Claim Resolution Under California Workers Compensation Law
California workers compensation law claim resolution is different than personal injury lawsuits in many ways. Although both workers compensation law and personal injury law both deal with bodily harm, the two are drastically different. Workers comp is an insurance policy that all employers in the State must provide for their employees. The policy needs to provide a certain set of benefits and be administered in a certain way as provided by State law. Benefits under the policy are available to employees on a no fault basis, which means that in most circumstances an injured worker can recover from the insurance so long as the injury arises out of and in the course of employment. This is true even if the employer is not negligent. And, unlike under the common law action of negligence, the way compensation is provided is much different.
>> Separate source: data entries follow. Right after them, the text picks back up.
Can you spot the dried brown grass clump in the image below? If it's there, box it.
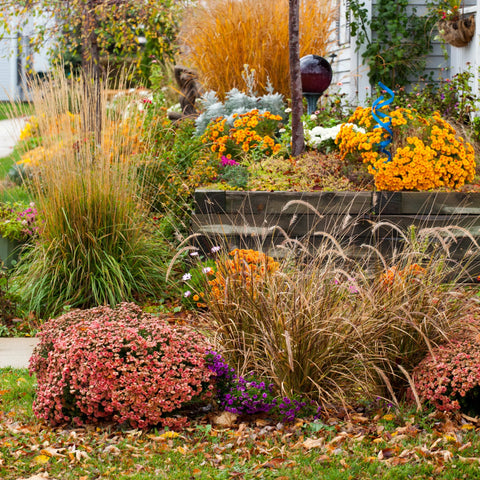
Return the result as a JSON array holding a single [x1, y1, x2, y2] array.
[[12, 73, 171, 316], [198, 220, 480, 404], [180, 0, 334, 98]]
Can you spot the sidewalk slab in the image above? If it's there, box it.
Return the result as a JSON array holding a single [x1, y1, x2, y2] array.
[[0, 337, 38, 368]]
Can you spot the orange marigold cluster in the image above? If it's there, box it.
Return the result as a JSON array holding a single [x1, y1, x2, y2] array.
[[336, 107, 475, 190], [208, 248, 279, 301], [202, 109, 282, 158], [380, 263, 426, 286]]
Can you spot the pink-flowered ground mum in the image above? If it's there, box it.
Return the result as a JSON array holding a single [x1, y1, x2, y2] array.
[[30, 304, 213, 428]]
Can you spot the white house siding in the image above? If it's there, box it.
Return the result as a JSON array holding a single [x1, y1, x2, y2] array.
[[0, 11, 52, 101], [331, 0, 480, 104], [329, 0, 370, 103], [0, 37, 22, 101]]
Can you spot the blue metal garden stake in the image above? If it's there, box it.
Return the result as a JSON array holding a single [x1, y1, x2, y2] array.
[[372, 82, 395, 162]]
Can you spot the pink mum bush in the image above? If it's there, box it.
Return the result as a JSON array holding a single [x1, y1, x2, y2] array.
[[30, 303, 213, 428], [413, 340, 480, 413]]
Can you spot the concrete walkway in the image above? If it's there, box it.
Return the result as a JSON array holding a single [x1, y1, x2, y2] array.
[[0, 118, 26, 158], [0, 337, 38, 368], [0, 118, 34, 368]]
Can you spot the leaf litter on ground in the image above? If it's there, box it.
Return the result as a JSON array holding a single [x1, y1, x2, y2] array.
[[0, 402, 480, 480]]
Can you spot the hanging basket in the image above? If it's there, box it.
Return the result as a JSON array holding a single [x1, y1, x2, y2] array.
[[437, 15, 475, 47]]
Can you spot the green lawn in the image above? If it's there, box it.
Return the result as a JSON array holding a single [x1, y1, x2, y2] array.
[[0, 369, 480, 480], [0, 102, 33, 120]]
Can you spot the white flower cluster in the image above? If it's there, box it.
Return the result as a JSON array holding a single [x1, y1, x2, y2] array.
[[305, 123, 365, 148]]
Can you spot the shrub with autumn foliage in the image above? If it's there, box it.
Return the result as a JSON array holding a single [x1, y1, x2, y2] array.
[[30, 303, 213, 428], [336, 107, 475, 190], [202, 109, 282, 159], [413, 338, 480, 414], [208, 248, 279, 303]]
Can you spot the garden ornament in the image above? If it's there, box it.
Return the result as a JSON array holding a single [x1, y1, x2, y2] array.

Valuation For A Lump Sum Settlement
At the end of a case, the parties usually have a final medical report. That report has an impairment rating for permanent disability which once calculated out will equate to a dollar value to be paid out to the employee, with usually 15% withheld for the attorney fee by the judge. The final medical report will also state the nature and extent of treatment that the insurance company must provide into the future. If the case goes to trial, the judge will award the permanent disability and the future medical treatment. However, the judge will not award money for the future treatment at trial. This means that negotiations over a large lump sum settlement to settle all issues in the case is not based upon the cash value of the case at trial. This makes California workers compensation law claim resolution very unique. When a case closes as a lump sum, the value negotiated between the parties will not be valued by the potential sum awarded by the court should the case go to trial. Instead, it is based upon what the insurance company is willing to pay and what the applicant is willing to accept to not have the future treatment anymore. In many instances, the defendant is not willing to pay very much because they believe the likelihood of the applicant actually using the medical care policy is low. They also continue to exercise a lot of control over the treatment by their ability to deny on utilization review any care requested to be paid for by the primary doctor under the plan.